Thanks for the unconditional like love
It’s strange isn’t it? That giving actually does make us feel happier? Heh heh!
You are right. Really really listening is not so easy. We have to listen without any filters as well. It is about not pre-judging and to listen with an open heart. Somehow it is always easier to do that with a friend but with a loved one, we get clouded by our pre-conceived perceptions.
Letting other be who they really are through unconditional love helps us to find / realize who we really are.
Thanks for the Richo, Branden, DeFoore references. I’ll be checking out their writings.
And thank you too for this post. I’m looking forward to the next ones.
@ Evelyn: Definitely. It’s sad that the closer we get to someone the more our emotions and other internal stuff cloud things – and get in the way of really being with them.
@ Laurie: Thank you for stopping by! I love those three authors, hope you get some value out of their books
That spilling a drink example was quite striking, Albert.
Unconditional acceptance is a huge key for sure. It’s something I’ve been going through as well.
I’ve found the more I can face and be willing to sit with my own darkness, the more I can accept ALL of myself, the more naturally I find I accept others as well.
But it first starts with me. In a sense, it always does…
Hi Albert,
Unconditional love is one of my favorite topics because it is so powerful.
I never knew about unconditional love until seven years ago and I then realized that for most of my life I was loved conditionally and that helped me to make peace with certain parts of my life.
The best thing a person can do to another is to love them unconditionally which may be hard because the ego will resist. However, I really believe in the concept of treating others the way that you wanted to be treated. So I want others to love me unconditionally, then I have to do the same to them. Sometimes it is easy and sometimes it is hard. But oh well…that is the nature of life. We are all learning!
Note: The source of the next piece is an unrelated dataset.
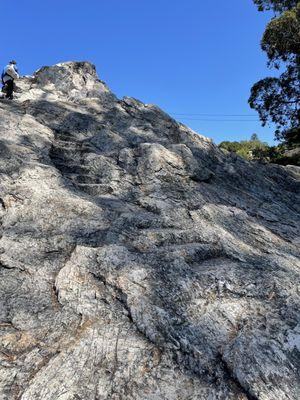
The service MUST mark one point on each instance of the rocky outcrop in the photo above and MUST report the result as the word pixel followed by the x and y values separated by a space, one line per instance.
pixel 138 261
This is a great one Albert. Even people who think they have it all together can miss the fine points of this one. One thing to remember is that this goes hand in hand with awareness. We can get the message, but if we’re not very aware, we will miss the opportunity. And being at home around our loved ones sometimes puts us in a lax state of unawareness. This reminds me of the saying:”You always hurt the ones you love.” If we can take this lesson to heart, we won’t make that mistake.
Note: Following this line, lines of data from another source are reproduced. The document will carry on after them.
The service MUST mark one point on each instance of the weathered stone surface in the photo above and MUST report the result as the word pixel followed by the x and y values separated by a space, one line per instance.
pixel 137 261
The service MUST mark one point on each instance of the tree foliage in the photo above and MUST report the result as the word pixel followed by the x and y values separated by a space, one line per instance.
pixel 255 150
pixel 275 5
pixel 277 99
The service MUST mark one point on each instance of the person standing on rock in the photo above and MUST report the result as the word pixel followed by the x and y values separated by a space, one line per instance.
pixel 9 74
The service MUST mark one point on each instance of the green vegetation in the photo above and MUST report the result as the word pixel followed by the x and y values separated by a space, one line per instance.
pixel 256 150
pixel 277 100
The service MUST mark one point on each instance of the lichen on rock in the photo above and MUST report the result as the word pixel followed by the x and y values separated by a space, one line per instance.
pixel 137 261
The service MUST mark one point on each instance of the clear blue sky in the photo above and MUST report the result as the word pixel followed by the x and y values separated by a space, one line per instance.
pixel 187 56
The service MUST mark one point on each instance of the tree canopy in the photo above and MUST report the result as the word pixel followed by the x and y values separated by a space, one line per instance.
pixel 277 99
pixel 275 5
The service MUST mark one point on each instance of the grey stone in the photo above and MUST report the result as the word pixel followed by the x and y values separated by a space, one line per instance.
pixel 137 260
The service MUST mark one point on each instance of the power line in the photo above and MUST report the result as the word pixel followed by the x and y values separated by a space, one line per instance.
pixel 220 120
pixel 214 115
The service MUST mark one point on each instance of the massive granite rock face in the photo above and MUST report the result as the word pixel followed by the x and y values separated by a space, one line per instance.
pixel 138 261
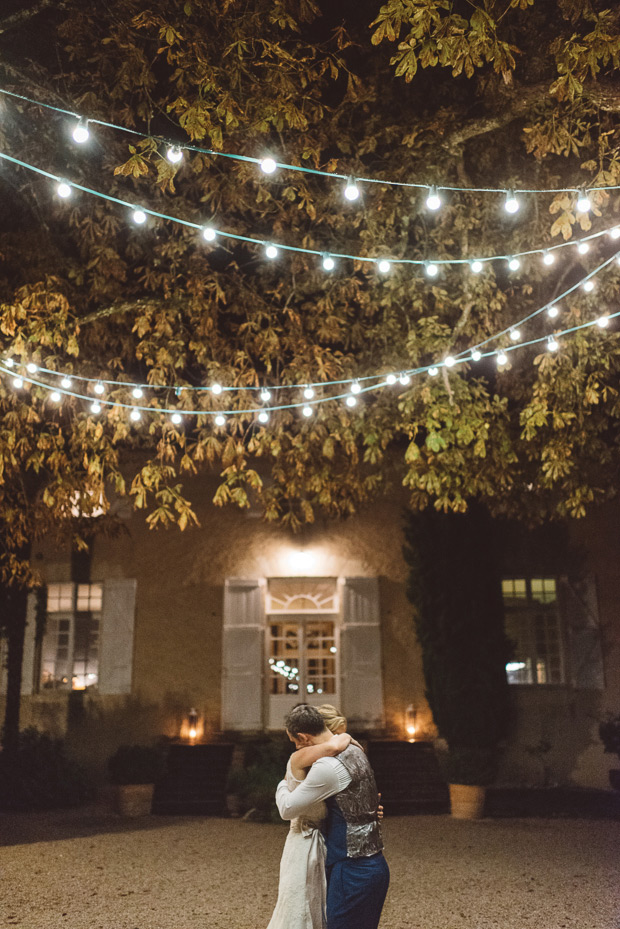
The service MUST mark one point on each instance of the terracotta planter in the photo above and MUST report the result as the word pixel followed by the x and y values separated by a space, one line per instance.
pixel 614 778
pixel 133 799
pixel 467 801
Thanks for another great one Albert.
“Our focus is gently and lovingly on the other, giving them the gift of simply letting them be who they are.”
I love this sentence, Albert. You’ve summed up what acceptance means for me. It is truly a gift, and one that money cannot buy. I have lately received this gift and am grateful. I will try to give it more.
Very meaningful post.
@ Ariel: Definitely! Just like you said, I’ve been using this in certain visualisations to disowned and neglected parts of myself, and the freedom that results is incredible.
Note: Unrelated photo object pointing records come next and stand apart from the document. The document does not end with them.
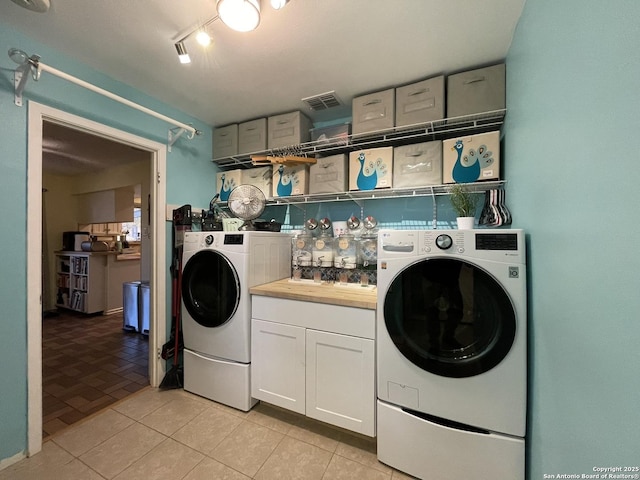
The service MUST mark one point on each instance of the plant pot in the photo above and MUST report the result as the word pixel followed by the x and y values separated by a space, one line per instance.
pixel 466 223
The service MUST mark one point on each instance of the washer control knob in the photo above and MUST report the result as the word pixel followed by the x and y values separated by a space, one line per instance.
pixel 443 242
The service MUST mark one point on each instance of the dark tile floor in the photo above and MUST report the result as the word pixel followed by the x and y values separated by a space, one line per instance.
pixel 88 363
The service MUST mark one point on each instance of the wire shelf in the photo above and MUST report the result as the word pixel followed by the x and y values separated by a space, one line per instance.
pixel 428 131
I think Jung said something like – I’d rather be whole than be perfect. Or something like that.
@ Nadia: You know people always tell me one thing – that love is the opposite of money. The more you spend it, the more you have!
@ John: Thanks for that! Yes, being aware and mindful is a vital part of this. Otherwise all our internal mess contaminates our actions. Brilliant.
@ Daphne: Thank you
I agree with you a 100% – material gifts pale in comparison. That statement was actually in the article but I cut it out because I wasn’t sure if it was just me.
I like your points 4 and 5:
“4. Not giving advice until the right time.
5. Not trying to change or manipulate them.”
They seem slightly contradictory since I may give advice to change somebody. I think you have to be very honest with yourself about why you want to give advice. Is the advice in his best interest, your best interest, or both?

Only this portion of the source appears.